Water was rationed and they were each given just a cupful every four hours, carefully meted out by a crewman using stained tin mugs. A blanket had been stretched out from a mast and tied down with ropes to provide some shade during the day and shelter from the occasional rain storm. Conditions were so grim that Nguyen was glad that Kieu Trinh had stayed behind.
They were three days out from Vietnam when they met the fishing boats. There were three of them painted in identical colours as if part of the same fleet. The decks were painted red and piled high with plastic barrels and coils of rope, and the wheel-houses were white. The hulls were pale green and there were lines of white Thai writing on the bows. The crews seemed friendly enough, smiling and waving as they drew close, and they shouted to the captain that they had water and ice to sell. The captain waved them away but a few of the refugees shouted to him that they would pay for it. Nguyen could see that the captain was uneasy and he whispered to the refugees to keep quiet, that the Thais could be trouble, but they ignored him and began calling over to the fishermen. The captain shouted at the man who was on the wheel and the old boat started to turn away but even Nguyen who had little sailing experience knew that there was no way they could outrun the fishing boats if they gave chase. He stood up and as he did he saw one of the Thais produce a rifle and put it to his shoulder. Nguyen yelled a warning but he was too late, there was a loud bang and the captain took the bullet in his chest. More rifles were produced and the wheel-house was riddled with bullets, killing the two crewmen inside. The refugees began to scream as the boat drifted aimlessly. Nguyen frantically looked around for a weapon, but there was nothing at hand. One of the Thai boats drew up alongside and the fishermen used poles with hooks on the end to secure the boats together.
The refugees moved away to the opposite side like cattle shying away from a snake and the boat tilted alarmingly. Women and children were crying, the men shouting, wanting to put up a fight but not knowing how to, not when all they had were their fists and the Thais had guns and hatchets and hammers. Nguyen found himself separated from his daughters, unable to move closer to them because of the crush.
A second boat cut across their bow and half a dozen menacing Thais jumped across, stocky men toughened by years at sea, their faces and bodies darkened by the sun and scarred from fights and accidents with the nets and ropes.

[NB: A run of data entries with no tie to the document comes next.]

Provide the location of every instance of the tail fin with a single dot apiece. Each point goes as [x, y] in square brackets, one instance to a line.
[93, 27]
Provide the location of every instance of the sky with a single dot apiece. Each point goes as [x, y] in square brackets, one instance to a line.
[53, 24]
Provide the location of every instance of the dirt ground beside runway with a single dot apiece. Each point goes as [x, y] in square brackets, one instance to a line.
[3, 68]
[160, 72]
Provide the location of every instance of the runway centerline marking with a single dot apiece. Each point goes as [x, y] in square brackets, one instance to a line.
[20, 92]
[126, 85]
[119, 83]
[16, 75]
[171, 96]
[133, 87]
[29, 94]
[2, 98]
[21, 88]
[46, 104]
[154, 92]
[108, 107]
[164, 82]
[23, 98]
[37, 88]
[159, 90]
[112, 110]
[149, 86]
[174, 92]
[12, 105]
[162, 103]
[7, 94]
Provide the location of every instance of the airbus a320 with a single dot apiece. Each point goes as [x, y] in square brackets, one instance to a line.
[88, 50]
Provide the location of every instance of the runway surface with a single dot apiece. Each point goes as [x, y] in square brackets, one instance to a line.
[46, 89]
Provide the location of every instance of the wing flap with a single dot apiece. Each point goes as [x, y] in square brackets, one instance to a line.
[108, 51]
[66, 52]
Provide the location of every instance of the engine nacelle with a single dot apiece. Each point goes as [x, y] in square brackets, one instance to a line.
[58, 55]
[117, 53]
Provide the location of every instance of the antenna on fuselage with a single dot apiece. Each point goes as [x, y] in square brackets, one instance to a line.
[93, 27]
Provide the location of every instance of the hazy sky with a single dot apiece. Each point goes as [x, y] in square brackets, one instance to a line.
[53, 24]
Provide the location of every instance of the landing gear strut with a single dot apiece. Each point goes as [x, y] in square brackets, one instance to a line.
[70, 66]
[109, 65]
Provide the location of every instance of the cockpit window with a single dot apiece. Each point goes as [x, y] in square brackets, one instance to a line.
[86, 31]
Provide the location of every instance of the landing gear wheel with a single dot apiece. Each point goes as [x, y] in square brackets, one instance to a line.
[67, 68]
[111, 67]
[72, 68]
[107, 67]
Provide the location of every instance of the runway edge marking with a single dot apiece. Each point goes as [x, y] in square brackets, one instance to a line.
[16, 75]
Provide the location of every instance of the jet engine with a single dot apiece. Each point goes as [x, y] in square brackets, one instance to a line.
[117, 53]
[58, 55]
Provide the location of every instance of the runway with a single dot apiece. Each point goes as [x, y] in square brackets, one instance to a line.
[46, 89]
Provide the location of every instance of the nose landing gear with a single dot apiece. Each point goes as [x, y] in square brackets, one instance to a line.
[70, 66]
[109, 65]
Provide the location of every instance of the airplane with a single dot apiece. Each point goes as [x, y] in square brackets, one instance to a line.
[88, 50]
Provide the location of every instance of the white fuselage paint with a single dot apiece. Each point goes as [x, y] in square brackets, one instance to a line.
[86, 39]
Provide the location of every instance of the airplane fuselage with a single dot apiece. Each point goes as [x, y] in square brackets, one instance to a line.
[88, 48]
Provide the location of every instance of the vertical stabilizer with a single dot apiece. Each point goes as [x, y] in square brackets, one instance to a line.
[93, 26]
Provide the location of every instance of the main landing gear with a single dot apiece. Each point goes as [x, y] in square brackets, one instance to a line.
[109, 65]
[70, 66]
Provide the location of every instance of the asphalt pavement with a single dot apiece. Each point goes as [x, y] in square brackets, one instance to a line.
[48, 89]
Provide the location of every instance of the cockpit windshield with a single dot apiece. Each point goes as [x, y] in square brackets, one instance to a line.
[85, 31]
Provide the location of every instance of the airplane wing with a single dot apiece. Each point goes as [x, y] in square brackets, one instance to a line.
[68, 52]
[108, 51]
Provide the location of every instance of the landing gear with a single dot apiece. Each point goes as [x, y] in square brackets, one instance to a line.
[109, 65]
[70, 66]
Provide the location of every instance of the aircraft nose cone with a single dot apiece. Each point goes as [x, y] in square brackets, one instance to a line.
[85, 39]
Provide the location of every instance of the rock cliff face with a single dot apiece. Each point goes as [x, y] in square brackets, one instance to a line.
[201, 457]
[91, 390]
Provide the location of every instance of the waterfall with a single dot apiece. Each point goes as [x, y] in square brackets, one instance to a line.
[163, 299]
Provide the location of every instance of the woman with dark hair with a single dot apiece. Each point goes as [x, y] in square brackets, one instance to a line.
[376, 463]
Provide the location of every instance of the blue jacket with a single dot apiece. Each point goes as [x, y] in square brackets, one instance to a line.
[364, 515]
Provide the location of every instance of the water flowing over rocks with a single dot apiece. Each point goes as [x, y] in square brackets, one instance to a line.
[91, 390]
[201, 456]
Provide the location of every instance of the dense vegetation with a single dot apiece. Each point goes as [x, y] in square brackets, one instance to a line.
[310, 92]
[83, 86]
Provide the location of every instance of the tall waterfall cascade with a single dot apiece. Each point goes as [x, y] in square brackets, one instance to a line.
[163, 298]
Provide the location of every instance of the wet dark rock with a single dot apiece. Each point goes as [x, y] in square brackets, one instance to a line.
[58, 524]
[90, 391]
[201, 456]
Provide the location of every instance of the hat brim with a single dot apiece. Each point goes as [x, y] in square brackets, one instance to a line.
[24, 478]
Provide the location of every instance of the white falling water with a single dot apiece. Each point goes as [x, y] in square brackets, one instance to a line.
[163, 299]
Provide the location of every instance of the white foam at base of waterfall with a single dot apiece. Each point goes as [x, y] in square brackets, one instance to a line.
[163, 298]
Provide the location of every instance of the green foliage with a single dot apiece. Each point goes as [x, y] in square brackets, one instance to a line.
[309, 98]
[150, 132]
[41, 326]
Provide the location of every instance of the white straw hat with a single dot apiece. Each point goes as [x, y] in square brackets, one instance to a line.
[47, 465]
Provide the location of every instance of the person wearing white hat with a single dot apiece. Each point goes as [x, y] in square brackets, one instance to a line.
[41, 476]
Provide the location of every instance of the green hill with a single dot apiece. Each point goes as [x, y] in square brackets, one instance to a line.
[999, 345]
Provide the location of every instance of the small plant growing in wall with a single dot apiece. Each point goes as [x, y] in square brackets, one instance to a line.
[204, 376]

They moved through the refugees, separating the men from the women and the children, killing anyone who protested or tried to stop them. One of the Thais, a swarthy, thickset man with a huge tiger tattoo across his chest, looked down into the hatch. He shouted down in bad Vietnamese that all the women and children were to come up. There were screams and sobs from down below but no one appeared so a fisherman with a rifle jumped over from the boat alongside and fired twice into the hold. There were more screams and shouting and then three women and a young girl came up. One of the women was in her sixties and the fisherman cursed her in Vietnamese and stabbed her in the stomach, twisting the knife right and left before kicking her back down into the hold.